Hospices Leverage Data to Identify New Markets, Pursue Growth

Even for the most prepared hospice provider, change often contains an element of chance. This includes entry into new markets.

Increasingly, providers are leveraging data to mitigate the potential risks that come with growth.

Opportunities for expansion are not created equal. Whether a company grows through an acquisition, a de novo or other means, these decisions require careful and comprehensive analysis of a complex web of factors.

Advertisement

Considerations such as the competitive landscape, characteristics of the local population, the available labor pool, referral patterns and a hospice’s individual priorities all come into play, among others.

“There is no blueprint of exactly what’s going to work for every organization. [There are] some target areas where they feel like home health and hospice are underutilized. There are some organizations who feel like they are really good at delivering the highest quality care and can come in and compete,” Christine Lang, director of data consulting at Simitree, told Hospice News. “By using data to explore new markets and understand who the players and the providers and the patterns are, they can determine if it matches their strengths.”

The Connecticut-based consulting firm Simitree recently unveiled a new Market Analysis Platform (MAP) to assist health care providers as they navigate these decisions.

Advertisement

Hospices seeking to expand must consider a diverse range of variables. Near the top of the list is referral trends in the target market.

For example, discharges to hospice can range from 2% to 6% from state to state, according to Lang. But some hospitals send as many as 60% of their patients home with no post-acute care referral at all. One contributor to these variations is that some hospitals are more familiar with post-acute services than others.

Another key point is that some referral organizations have tight networks of post-acute providers they work with.

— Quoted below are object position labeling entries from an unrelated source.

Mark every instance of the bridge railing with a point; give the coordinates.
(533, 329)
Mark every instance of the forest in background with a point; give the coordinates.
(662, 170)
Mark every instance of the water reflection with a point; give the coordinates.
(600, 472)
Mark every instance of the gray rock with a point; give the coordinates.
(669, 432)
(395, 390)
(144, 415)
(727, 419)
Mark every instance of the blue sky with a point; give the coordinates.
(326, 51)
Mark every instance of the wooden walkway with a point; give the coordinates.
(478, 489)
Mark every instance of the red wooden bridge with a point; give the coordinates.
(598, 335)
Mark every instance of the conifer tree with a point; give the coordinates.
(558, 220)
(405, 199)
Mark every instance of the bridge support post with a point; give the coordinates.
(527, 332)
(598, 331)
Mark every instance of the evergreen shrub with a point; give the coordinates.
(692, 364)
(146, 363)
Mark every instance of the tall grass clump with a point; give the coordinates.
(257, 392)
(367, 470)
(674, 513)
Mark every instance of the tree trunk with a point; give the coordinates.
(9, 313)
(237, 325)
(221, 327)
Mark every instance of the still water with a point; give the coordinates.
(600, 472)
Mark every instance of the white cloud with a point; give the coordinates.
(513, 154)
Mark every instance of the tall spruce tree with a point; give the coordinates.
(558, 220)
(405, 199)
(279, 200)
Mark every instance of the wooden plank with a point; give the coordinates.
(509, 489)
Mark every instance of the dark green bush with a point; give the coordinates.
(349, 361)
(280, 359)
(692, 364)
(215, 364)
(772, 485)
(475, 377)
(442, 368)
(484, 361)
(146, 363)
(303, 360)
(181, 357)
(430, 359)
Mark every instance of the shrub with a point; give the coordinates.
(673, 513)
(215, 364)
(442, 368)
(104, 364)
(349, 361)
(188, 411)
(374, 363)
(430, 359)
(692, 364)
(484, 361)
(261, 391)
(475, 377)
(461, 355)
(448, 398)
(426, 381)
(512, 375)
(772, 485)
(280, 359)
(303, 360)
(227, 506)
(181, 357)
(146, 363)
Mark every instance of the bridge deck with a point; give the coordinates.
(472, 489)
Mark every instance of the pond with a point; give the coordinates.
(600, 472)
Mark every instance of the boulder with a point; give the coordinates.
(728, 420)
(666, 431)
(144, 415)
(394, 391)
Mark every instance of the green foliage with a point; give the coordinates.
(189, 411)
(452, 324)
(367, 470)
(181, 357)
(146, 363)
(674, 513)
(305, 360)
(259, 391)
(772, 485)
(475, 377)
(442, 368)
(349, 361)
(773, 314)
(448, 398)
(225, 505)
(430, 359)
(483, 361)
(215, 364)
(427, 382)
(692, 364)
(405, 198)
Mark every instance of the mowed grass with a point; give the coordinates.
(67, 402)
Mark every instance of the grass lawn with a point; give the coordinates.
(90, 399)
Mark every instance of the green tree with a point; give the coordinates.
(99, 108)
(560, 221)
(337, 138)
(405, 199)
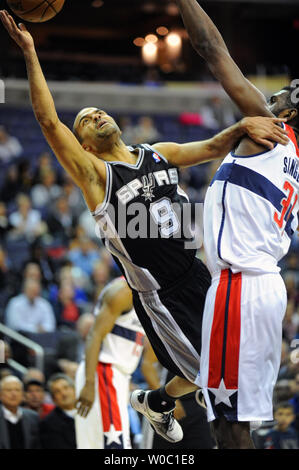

“Even in hospitals that do use post-acute care a lot, some of them have no more than 30% of their patients going to a single home health or hospice provider. But in some communities, no hospital has fewer than 70% of their patients going to one provider,” Lang said. “Another really huge market dynamic that we see a lot of variability on is just the concentration of providers overall.”

Hospices also need to think about the concentration of referral sources.

Some locales may have a handful of large providers that are each capturing 20% or 25% of the market share, or they may have a plethora of smaller organizations who have 5% or less, Lang said.

This yields substantial influence on how a hospice needs to operate to achieve success in that market.

“By just understanding what the patterns look like today, who they’re up against and how they position themselves relative to who is actually receiving the referrals today, providers target that message a little more effectively,” Lang told Hospice News. “That’s really in thinking about getting market share from an existing space or potentially moving into a new space, but then even assessing what new space may make sense. They can determine if it matches their strengths, and it would be a good fit for them.”